One of the results of this proliferation is that the specifications for boxes that have to sit in the midst of the delivery channel from content creation to production to head-end to consumer are beginning to sound like the specs for a Star Trek universal translator, or perhaps more accurately, like the description of Douglas Adams’s Babel Fish. All you have to do is accept packets of containerized video in whatever format, somehow get at the video, convert it into whatever format the client requires, get it back into whatever kind of container the client expects, in whatever kind of packets the network demands, and send it along without adding latency or damaging the original data.
But skeptics point out that designers are more likely to run across a healthy Babel Fish than they are to meet this requirement. Not only is the sheer number of combinations daunting, but algorithms are not all lossless, CoDecs have bugs, storage and transmission errors happen, and error-recovery routines are not always ideal. It is becoming extraordinarily difficult for a designer at any point in the delivery system to estimate the quality of the video that the ultimate consumer will see.
This problem is further compounded by the lack of a quantitative meaning for that word "quality." The International Telecommunications Union has offered us J.144 as an algorithm for measuring video image quality, but that has not stopped the angst in the industry over this part of the problem. (For a somewhat dated review of the situation, see, for instance, here.) J.144 is a standard for comparing a compressed video against a reference copy of the video stream—useful at the source, but useless in the living room. Hence J.144 has become only another tool that someone must implement, not a complete solution or a golden metric.
But difficulty won’t make the problem go away. The product that everyone, from the high-school student newly-armed with an HDTV camcorder to a cable system operator to the phone company, wants to deliver is a quality viewing experience. Part of that experience is content—I won’t go there. But a big part of it is image quality. Otherwise there would be almost no market for large-screen 1080p monitors. But how do you deliver what you can’t measure?
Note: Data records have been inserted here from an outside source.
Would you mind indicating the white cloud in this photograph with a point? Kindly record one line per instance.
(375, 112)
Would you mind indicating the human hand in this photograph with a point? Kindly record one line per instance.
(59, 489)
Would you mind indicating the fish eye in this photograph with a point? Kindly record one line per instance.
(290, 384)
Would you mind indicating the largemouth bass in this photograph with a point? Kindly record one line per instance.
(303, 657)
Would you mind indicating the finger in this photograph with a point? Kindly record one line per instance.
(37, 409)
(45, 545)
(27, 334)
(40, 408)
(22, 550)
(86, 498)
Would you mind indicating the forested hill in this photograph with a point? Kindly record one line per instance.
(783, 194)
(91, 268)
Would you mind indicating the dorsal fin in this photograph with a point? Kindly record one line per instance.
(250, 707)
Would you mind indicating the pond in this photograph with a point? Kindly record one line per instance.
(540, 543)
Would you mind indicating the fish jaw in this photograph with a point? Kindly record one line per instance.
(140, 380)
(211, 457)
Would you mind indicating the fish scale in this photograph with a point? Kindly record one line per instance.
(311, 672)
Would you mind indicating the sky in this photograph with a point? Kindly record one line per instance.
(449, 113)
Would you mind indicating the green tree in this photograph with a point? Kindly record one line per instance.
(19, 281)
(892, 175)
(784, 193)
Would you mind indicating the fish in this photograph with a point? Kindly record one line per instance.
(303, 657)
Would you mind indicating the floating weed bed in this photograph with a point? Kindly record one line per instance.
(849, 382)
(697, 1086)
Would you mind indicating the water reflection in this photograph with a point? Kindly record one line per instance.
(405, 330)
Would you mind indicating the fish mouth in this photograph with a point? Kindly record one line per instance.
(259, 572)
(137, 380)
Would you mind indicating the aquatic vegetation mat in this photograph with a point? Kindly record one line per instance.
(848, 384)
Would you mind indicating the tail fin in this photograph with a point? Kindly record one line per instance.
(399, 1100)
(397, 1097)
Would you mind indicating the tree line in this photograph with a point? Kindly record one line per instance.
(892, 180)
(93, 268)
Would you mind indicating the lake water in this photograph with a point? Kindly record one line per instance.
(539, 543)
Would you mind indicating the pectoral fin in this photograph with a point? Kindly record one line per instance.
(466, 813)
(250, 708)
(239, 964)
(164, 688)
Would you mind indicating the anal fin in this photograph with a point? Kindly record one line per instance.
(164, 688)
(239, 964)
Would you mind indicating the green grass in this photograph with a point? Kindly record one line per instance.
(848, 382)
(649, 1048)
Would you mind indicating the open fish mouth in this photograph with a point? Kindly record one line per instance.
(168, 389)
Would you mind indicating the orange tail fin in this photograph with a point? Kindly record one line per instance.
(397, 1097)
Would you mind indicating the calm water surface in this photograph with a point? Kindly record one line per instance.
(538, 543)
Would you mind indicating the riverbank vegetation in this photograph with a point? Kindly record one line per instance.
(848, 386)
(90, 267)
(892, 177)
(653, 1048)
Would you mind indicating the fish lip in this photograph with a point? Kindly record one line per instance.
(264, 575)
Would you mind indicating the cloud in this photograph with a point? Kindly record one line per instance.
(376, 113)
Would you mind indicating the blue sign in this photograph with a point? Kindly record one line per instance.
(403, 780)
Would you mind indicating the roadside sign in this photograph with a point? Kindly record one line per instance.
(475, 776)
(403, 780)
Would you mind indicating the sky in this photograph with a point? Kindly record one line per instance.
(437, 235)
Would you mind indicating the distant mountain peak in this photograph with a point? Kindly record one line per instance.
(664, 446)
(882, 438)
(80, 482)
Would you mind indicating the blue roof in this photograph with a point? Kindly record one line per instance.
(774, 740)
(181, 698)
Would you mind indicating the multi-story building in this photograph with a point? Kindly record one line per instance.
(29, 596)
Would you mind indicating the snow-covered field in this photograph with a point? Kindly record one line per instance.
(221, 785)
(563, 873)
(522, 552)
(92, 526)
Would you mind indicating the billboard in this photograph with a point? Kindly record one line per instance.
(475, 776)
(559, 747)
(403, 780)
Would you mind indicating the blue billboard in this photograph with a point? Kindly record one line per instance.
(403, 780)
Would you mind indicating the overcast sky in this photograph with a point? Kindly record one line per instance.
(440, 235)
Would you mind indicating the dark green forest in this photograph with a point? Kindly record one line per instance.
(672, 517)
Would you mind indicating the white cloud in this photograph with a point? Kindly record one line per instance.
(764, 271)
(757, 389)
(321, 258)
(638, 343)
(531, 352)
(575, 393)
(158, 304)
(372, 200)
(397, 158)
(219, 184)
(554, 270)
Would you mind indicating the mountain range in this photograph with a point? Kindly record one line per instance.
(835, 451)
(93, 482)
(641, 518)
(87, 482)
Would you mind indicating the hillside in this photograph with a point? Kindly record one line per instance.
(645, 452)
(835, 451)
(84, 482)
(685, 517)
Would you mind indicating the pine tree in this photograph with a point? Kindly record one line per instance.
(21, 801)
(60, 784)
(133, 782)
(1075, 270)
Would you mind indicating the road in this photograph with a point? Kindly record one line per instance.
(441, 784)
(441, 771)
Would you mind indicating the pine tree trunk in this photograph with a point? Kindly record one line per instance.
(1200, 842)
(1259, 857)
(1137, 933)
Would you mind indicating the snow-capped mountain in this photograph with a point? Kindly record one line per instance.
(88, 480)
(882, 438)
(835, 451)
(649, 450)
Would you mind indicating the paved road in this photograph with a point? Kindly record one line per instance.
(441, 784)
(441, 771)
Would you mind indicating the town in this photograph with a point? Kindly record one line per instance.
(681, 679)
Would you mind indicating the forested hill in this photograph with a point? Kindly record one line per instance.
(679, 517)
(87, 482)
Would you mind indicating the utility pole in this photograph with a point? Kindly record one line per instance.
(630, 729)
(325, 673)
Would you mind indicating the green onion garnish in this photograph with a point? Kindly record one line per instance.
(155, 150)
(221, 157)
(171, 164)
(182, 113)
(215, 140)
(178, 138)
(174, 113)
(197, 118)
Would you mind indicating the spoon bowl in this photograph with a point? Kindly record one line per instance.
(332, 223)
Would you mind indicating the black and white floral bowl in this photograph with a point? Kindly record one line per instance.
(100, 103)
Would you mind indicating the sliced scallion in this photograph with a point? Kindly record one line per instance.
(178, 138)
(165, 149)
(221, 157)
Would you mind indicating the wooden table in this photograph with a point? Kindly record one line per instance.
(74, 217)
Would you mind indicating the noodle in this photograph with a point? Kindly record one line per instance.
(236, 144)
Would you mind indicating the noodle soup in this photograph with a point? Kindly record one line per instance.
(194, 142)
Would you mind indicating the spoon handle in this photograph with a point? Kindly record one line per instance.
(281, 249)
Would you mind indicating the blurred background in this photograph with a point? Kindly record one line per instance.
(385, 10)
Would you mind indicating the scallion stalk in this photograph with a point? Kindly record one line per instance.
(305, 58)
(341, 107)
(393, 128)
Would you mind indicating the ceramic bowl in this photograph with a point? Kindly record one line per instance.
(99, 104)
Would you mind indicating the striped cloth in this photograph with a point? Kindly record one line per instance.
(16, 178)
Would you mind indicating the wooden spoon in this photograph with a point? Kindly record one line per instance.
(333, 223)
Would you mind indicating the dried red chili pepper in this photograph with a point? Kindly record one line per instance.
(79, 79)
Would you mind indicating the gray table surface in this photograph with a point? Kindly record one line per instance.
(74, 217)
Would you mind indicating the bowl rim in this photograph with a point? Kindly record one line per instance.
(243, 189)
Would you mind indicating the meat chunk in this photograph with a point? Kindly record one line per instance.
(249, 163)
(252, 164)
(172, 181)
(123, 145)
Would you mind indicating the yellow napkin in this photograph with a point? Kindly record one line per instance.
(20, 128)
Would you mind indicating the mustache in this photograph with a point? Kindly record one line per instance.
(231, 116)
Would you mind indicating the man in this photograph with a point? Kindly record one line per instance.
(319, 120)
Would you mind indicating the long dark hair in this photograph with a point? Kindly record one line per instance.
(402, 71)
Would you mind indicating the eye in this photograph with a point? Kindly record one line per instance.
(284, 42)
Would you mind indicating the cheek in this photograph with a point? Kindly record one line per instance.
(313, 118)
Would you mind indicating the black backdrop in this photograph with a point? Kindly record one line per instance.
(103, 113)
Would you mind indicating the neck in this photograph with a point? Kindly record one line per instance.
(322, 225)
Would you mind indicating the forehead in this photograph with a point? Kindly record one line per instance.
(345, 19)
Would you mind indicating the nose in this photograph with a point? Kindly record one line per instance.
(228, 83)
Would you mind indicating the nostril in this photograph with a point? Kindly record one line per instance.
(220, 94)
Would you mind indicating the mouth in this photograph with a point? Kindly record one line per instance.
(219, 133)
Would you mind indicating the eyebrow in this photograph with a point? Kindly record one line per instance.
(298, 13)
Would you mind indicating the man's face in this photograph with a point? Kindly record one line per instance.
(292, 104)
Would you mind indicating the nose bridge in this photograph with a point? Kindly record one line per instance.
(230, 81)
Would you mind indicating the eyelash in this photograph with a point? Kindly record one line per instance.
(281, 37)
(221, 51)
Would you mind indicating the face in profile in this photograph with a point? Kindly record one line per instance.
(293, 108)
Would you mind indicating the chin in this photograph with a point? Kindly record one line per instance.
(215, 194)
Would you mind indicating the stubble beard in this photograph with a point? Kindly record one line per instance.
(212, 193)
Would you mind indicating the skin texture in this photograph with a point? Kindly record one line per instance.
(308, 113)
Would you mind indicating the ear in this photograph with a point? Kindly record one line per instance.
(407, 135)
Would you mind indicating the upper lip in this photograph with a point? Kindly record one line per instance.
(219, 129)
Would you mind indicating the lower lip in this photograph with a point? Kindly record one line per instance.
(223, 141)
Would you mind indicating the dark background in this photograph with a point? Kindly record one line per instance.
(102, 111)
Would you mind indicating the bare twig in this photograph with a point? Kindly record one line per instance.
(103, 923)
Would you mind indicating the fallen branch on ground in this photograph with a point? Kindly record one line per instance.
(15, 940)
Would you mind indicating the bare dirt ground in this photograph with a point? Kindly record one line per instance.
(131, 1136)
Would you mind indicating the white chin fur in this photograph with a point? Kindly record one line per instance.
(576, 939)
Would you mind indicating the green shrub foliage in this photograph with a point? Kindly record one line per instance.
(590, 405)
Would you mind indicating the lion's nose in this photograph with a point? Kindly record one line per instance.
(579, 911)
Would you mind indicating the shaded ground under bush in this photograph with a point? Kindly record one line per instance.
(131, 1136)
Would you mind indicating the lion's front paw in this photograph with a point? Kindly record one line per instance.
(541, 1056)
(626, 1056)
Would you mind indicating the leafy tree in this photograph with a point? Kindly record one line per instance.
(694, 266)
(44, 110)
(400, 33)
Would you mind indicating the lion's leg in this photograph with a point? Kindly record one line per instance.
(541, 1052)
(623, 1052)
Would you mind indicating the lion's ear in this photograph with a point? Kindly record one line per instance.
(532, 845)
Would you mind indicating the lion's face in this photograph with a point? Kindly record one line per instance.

The problem is sufficiently wide-spread that it is attracting the attention of experienced video systems developers. One such, Indian design house eInfochips, has recently completed design of a J.144-based automated, continuous quality-measuring system intended to sit on the output of a network head end. This rather elaborate embedded video processor can’t tell a cable operator what the customer is receiving, but it can at least estimate the quality of the compressed signal the operator is transmitting.
From there, the problem breaks into two separate issues, according to eInfochips president and CEO Pratul Shroff. First, algorithmic decisions can result in an intentional loss in image quality, the severity of which will depend on the type of content, the viewer’s attentiveness, and what all has happened to the data since it left the compression algorithm. Second, just plain old bugs—anywhere along the delivery channel—can introduce errors into the video stream. So can unrepairable bit errors, and so can conscious choices in error-response algorithms.
These two types of problems are rather different, but both contribute to the degradation of the viewer’s experience, whether it be a peculiar border on the top of the screen, loss of audio sync, funny transient macroblock artifacts trailing out behind a fast-moving image, or complete break-up of the frame.
Since there is no reference copy of the original video stream in a customer’s living room—let alone on his iPhone—the industry can’t trust J.144 to evaluate all these kinds of degradations. The only judge at the user’s end of the channel is a human pair of golden eyes. And this, of course, has to be a sampling measurement, as even large equipment vendors only have a few human master video-viewers they trust. Shipping the golden eyes around to living rooms is pretty much out of the question. Yet recognizing errors and artifacts in a video image without reference to the source would appear to require something close to a human expectation of what the content should look like.
So here is a design opportunity. How does one implement an automated, quantitative measure of video quality within the confines of the terminal display unit? An IP block that can identify, classify, and quantify individual degradations in a video viewing experience and feed that information back into the channel could be a very valuable tool in delivering what the end customer is paying for—a good experience. That means revenue for everyone, not least the IP developer. And that might be a good enough value proposition to convince the system operators to even dedicate a tiny slice of bandwidth to transmitting metadescriptions that could aid an evaluation algorithm in understanding the intent of the video stream. It seems worth exploring.